Case ID: misc_138/html/0293-01.html
Source: Caselaw Access Project
Author: {"author": "Per Curiam.", "license": "Public Domain", "url": "https://static.case.law/"}
Date Created: 2024-08-24T03:29:51.129683

Nellie Lytwyn, Appellant, v. John Hancock Mutual Life Insurance Company of Boston, Massachusetts, Respondent.
    Supreme Court, Appellate Term, First Department,
    November 10, 1930.
    
      Weinberg & Weinberg, for the appellant.
    
      Frederick C. Tanner [Thomas McCall of counsel], for the respondent.
   Per Curiam.

The only misrepresentations asserted in the answer were the alleged false answers to question 4 of the application.
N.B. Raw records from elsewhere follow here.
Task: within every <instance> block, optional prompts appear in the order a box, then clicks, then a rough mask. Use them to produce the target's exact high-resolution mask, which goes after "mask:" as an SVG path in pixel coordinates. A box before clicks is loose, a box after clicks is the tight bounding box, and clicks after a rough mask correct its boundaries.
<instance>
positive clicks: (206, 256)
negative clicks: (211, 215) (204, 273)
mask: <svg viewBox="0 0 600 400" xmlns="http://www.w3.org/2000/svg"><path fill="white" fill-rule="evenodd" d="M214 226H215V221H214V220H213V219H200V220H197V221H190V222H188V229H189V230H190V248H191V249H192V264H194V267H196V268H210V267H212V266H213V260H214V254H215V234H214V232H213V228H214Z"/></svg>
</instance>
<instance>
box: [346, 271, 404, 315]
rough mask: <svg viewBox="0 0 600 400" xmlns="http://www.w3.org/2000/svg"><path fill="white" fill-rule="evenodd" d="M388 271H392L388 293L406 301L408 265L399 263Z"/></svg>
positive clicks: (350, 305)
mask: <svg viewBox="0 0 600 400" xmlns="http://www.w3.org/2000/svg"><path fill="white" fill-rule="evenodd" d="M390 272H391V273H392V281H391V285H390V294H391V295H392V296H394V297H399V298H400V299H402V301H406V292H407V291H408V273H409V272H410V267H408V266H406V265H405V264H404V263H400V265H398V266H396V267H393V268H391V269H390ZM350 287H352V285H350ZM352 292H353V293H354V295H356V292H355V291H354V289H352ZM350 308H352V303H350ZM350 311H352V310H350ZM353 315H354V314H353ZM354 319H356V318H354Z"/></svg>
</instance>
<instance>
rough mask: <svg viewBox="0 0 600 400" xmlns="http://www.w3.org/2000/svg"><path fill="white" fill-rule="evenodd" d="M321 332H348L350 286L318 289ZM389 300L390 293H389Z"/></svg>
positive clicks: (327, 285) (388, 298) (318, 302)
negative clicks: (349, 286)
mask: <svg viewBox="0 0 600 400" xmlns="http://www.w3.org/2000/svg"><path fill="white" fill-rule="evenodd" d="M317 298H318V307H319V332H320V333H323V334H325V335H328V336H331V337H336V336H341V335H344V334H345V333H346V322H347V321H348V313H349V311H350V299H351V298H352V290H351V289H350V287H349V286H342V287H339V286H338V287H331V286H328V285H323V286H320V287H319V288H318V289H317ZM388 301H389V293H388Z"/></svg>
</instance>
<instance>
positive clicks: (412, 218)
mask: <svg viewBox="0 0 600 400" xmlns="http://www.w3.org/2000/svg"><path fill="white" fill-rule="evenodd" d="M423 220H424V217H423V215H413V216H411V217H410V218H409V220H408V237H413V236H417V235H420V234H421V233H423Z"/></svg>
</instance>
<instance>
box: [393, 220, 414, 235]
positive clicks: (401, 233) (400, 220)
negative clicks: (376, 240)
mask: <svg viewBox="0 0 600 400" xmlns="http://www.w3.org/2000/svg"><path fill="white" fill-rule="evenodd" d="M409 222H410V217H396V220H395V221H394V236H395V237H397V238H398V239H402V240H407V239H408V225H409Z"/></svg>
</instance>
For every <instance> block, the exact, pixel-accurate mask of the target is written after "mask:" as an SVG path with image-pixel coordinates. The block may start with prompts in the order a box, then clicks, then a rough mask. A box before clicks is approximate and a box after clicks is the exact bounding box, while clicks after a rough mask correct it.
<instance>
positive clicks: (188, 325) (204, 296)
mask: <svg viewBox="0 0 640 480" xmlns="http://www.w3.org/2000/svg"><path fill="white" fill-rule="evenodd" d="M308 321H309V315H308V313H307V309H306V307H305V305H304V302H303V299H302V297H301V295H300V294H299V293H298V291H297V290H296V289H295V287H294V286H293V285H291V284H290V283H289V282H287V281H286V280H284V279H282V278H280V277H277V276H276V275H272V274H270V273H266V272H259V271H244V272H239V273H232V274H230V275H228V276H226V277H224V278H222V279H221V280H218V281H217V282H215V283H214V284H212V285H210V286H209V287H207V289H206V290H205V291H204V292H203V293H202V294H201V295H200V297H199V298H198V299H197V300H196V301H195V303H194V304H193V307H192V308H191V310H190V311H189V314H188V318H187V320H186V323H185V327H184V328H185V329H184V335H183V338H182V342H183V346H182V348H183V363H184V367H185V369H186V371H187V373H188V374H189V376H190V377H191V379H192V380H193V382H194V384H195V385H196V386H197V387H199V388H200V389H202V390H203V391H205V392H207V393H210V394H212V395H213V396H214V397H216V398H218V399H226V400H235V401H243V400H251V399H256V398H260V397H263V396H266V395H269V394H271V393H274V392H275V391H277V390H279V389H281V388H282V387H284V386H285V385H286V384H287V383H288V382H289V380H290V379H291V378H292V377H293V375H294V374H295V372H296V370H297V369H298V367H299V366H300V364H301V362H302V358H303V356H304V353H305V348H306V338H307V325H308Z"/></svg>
The physician’s certificate attached to proof of death related solely to the doctor’s prescribing for or attending ” the deceased for certain diseases.” The testimony given by the certifying physician on the trial did not show that deceased_either had or had been treated for a “ disease ” of the bladder or prostate or heart trouble.” It merely showed that incidental to other treatment the doctor found a slightly enlarged prostate gland such as every man of the age of deceased had. This, of course, did not show a disease of that organ. Nor could a slightly enlarged heart — nothing unusual ” be deemed a heart trouble ” without further proof on the subject.

Judgment reversed, with thirty dollars costs, and judgment directed for plaintiff for the amount demanded in the complaint, with interest and costs.

All concur; present, Lydon, Levy and Callahan, JJ.